At the outset of his Gospel, Luke told Theophilus that after investigating the matters thoroughly, he set out to write an orderly account of the things that Jesus said and did (Luke 1:1-4). In Luke 7-8, Luke recorded some of Jesus’ messianic miracles and how observers responded to Jesus. When Jesus taught, He presented Himself as the focal point of God’s revelation in the Old Testament. Jesus’ ministry had shared points of contact with the prophets of Israel but ushered in an era that was qualitatively superior. Jesus read Scripture as a storyline that reached its apex in Himself.
(1) In Luke 7:27, Jesus affirmed John the Baptist’s role as His forerunner by quoting Mal 3:1. During the early stages of Jesus’ Galilean ministry, some believed upon Jesus, but others rejected Him.
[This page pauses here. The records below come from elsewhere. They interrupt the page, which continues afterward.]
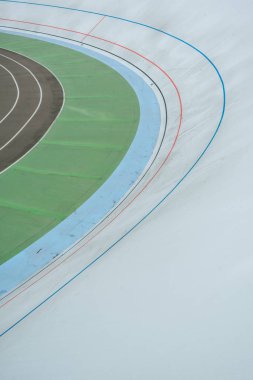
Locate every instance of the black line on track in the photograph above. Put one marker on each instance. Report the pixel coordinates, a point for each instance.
(139, 180)
(29, 120)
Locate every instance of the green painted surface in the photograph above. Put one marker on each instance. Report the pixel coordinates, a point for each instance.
(82, 149)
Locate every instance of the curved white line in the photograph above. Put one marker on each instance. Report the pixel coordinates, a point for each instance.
(30, 118)
(18, 93)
Over time, even John the Baptist began to re-evaluate his cousin. John had baptized Jesus but was soon jailed for preaching against Herod the tetrarch (Matt 14:3-4//Mark 6:17-18//Luke 3:19-20). While Jesus was ministering throughout Galilee, proclaiming the good news and healing many—acts that confirmed His messianic claims—John was left in prison (Matt 11:2-19//Luke 7:18-30). John thought that Messiah would not only preach and heal, but also exercise God’s wrath upon Israel’s enemies in accord with Isa 35:4, “Say to the faint-hearted: ‘Be strong; do not fear! Here is your God; vengeance is coming. God’s retribution is coming; He will save you.’” John thus sent his disciples to inquire of Jesus if Jesus was in fact the Messiah. The Lord answered with deductive reasoning, affirming that John was in fact the messenger who had been sent according to Mal 3:1: “Look, I am sending My messenger ahead of You; he will prepare Your way before You” (Luke 7:27). Since John was the messenger of the Lord, the Lord had indeed arrived. While Jesus emphasized John’s greatness, He also pointed out that an entirely new day had dawned in His coming, saying, “The least in the kingdom of God is greater than he” (Luke 7:28).
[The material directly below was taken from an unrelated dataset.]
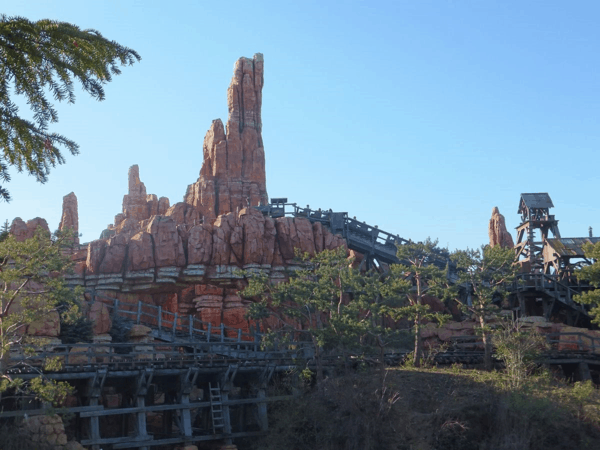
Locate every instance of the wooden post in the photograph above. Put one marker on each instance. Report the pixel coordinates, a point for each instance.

(2) In Luke 8:10, Jesus employed the words of the prophet Isaiah to explain His use of parables. As Jesus’ popularity grew, prompted primarily by the miraculous signs He performed, Jesus began to teach in parables. Learning from a parable required ears that had been enabled to discern the thrust of the figure. Jesus used the Parable of the Sower (Matt 13:3-9//Mark 4:3-9//Luke 8:4-8), to communicate the reality that only the good soil responds appropriately to the scattered word. Thus, at the end of the day, the quality of the soil is revealed by the crop it produces. When the disciples were puzzled about the meaning of the Parable of the Sower and asked Jesus for an interpretation, Jesus cited Isa 6:9, saying, “The secrets of the kingdom of God have been given for you to know, but to the rest it is in parables, so that: ‘Looking they may not see, and hearing they may not understand’” (Luke 8:10b). Jesus quoted from the section of Isaiah that records the prophet’s call experience. Isaiah was sent to preach in Judah during the Assyrian advance—a time when the hearts of the people were not receptive to God’s messenger. Jesus’ parables served a dual purpose, revealing the truth of His kingdom to those who had been made perceptive while also hiding God’s word from the hardened.